In one of the most endearing scenes in Manto, the Mantos sit in a park discussing how Safiya gets rid of her upper lip hair. It soon transcends into a story spinning session where both Sa’adat and Safiya sit looking at a couple and spin a story about them and the woman’s fabled upper lip hair. Through this one scene, and more, Das insists on not just recreating a history where Sa’adat Hassan Manto is seen as a man who, in spite of his weaknesses, tried his best to be a good husband and father, but also insists on claiming a large chunk of that history for the woman who never left his side through all his trials.
In stylistically incorporating storylines from Manto’s many short stories into the narrative, Das blurs the lines between the artist and his art. Manto the man is never divorced from Manto the writer, and by stressing on this, she perhaps leaves a comment on the general media discourse around us that often insists on pardoning the public acts of an artist (mostly male), based on what he or she maybe in their personal lives. For Das and Manto, there is no distinction; neither between art and the artist nor between art and activism. One must remember that Manto, like thousands of people today, was employed by the world’s largest film industry — the Hindi film industry or what is best known as Bollywood. In resurrecting Mantoiyat and Manto, Das is also constructing an alternative history for this industry and its activism. As a working member of this industry, this is perhaps the history she aligns herself with rather than its extremely abusive and exploitative history.

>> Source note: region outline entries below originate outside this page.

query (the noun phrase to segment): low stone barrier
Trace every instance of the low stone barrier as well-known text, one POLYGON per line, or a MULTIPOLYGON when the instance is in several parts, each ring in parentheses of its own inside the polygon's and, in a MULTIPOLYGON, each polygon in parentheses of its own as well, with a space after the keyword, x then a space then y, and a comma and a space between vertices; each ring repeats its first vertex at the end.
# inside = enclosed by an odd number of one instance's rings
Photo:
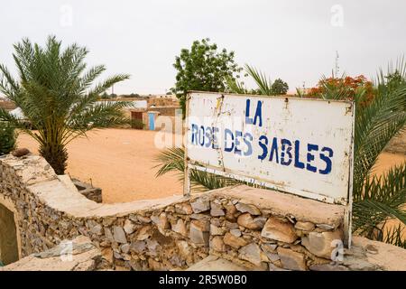
POLYGON ((83 235, 113 269, 186 269, 214 255, 253 270, 406 270, 406 262, 387 262, 406 260, 399 247, 355 238, 343 249, 339 205, 247 186, 102 204, 39 156, 2 157, 0 172, 0 203, 14 204, 20 256, 83 235))

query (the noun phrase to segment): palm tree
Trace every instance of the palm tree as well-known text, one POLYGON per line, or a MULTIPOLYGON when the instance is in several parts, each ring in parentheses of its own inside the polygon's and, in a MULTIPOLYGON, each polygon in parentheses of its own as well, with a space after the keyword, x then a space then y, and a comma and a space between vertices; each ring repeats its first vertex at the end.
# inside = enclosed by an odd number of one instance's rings
MULTIPOLYGON (((269 80, 262 72, 247 67, 259 90, 270 88, 269 80)), ((406 224, 406 163, 391 168, 380 177, 374 175, 378 155, 389 141, 406 126, 406 65, 400 61, 388 71, 381 70, 374 83, 374 97, 365 101, 365 90, 355 92, 355 127, 354 152, 353 229, 355 234, 406 247, 402 237, 406 224), (400 222, 397 227, 388 227, 388 221, 400 222)), ((229 87, 236 93, 246 93, 241 83, 229 87)), ((346 88, 328 87, 323 89, 325 99, 346 99, 346 88)), ((156 161, 161 163, 157 175, 170 171, 183 174, 182 148, 170 149, 161 153, 156 161), (176 154, 175 154, 176 153, 176 154)), ((220 181, 216 175, 198 172, 198 177, 191 174, 195 186, 212 190, 238 182, 235 180, 220 181)))
POLYGON ((92 86, 106 69, 103 65, 87 70, 88 51, 77 44, 62 49, 61 42, 48 37, 45 47, 23 39, 14 45, 13 54, 19 79, 0 65, 0 91, 21 107, 36 129, 32 131, 0 109, 0 120, 9 121, 40 144, 39 152, 58 174, 67 166, 66 145, 93 128, 127 122, 122 108, 125 102, 97 101, 114 84, 129 79, 119 74, 92 86))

Manto is a difficult film to watch if one is not familiar with Manto’s oeuvre, but there really has been no better time to read him. It is definitely not Das’ responsibility to educate the audience on his stories before proceeding to direct a film on him. What she feels the need to resurrect is Manto’s activism, politics, fearlessness and his very fragile and human sensitivity and she does that beautifully and with a courage that befits her film’s subject.